Adverse Reactions- The most common adverse drug reactions (≥ 5%) reported in patients receiving XTANDI in the randomised clinical trial were asthenia/fatigue, back pain, diarrhoea, arthralgia, hot flush, peripheral edema, musculoskeletal pain, headache, upper respiratory infection, muscular weakness, dizziness, insomnia, lower respiratory infection, spinal cord compression and cauda equina syndrome, hematuria, paresthesia, anxiety, and hypertension.
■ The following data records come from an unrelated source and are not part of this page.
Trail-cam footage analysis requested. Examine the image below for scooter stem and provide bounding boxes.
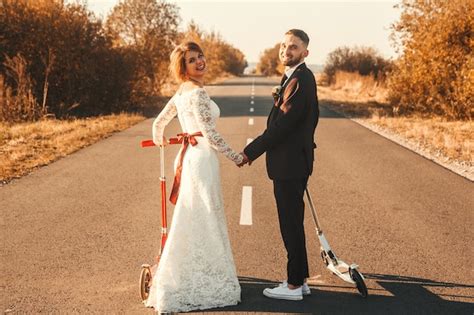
[305,188,323,235]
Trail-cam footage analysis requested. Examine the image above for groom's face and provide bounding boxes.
[279,34,308,67]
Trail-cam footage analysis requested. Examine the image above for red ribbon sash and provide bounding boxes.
[169,131,203,205]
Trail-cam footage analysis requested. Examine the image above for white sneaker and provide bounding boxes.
[263,285,303,301]
[280,280,311,295]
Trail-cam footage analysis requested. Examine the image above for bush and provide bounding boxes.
[181,22,247,81]
[389,0,474,120]
[256,43,284,76]
[324,46,391,84]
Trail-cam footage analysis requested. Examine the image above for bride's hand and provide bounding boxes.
[235,152,250,167]
[153,136,168,147]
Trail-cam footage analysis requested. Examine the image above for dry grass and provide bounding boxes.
[318,75,474,178]
[0,114,145,184]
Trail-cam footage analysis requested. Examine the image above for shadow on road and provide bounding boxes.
[198,274,474,315]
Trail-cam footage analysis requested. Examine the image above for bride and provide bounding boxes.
[145,42,245,312]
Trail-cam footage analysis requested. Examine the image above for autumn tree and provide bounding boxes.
[180,21,248,81]
[389,0,474,119]
[106,0,179,101]
[324,46,392,84]
[0,0,133,119]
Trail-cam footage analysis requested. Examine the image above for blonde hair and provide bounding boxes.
[169,42,204,82]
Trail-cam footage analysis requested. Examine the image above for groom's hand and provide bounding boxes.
[237,152,252,167]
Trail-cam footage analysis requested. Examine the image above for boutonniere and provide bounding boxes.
[272,85,281,100]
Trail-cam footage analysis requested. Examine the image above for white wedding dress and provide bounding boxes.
[145,88,242,312]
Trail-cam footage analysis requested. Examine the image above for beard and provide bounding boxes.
[281,54,304,68]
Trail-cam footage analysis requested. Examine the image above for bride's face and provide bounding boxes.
[184,51,206,78]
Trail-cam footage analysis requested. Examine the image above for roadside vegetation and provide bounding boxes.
[257,0,474,180]
[0,0,247,184]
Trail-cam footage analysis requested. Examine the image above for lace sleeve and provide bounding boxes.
[153,96,177,145]
[191,89,243,163]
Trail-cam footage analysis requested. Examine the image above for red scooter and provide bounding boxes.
[139,139,174,301]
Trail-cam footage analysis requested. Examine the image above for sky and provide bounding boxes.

Grade 1-4 neutropenia occurred in 15% of XTANDI patients (1% Grade 3-4) and in 6% on placebo (no Grade 3-4). Grade 1-4 elevations in bilirubin occurred in 3% of XTANDI patients and 2% on placebo. One percent of XTANDI patients compared to 0.3% on placebo died from infections or sepsis. Falls or injuries related to falls occurred in 4.6% of XTANDI patients versus 1.3% on placebo. Falls were not associated with loss of consciousness or seizure. Fall-related injuries were more severe in XTANDI patients and included non-pathologic fractures, joint injuries, and hematomas. Grade 1 or 2 hallucinations occurred in 1.6% of XTANDI patients and 0.3% on placebo, with the majority on opioid-containing medications at the time of the event.
Drug Interactions- Effect of Other Drugs on XTANDI: Administration of strong CYP2C8 inhibitors can increase the plasma exposure to XTANDI. Co-administration of XTANDI with strong CYP2C8 inhibitors should be avoided if possible. If co-administration of XTANDI cannot be avoided, reduce the dose of XTANDI. Co-administration of XTANDI with strong or moderate CYP3A4 and CYP2C8 inducers can alter the plasma exposure of XTANDI and should be avoided if possible.
Effect of XTANDI on Other Drugs: XTANDI is a strong CYP3A4 inducer and a moderate CYP2C9 and CYP2C19 inducer in humans. Avoid CYP3A4, CYP2C9 and CYP2C19 substrates with a narrow therapeutic index, as XTANDI may decrease the plasma exposures of these drugs. If XTANDI is co-administered with warfarin (CYP2C9 substrate), conduct additional INR monitoring.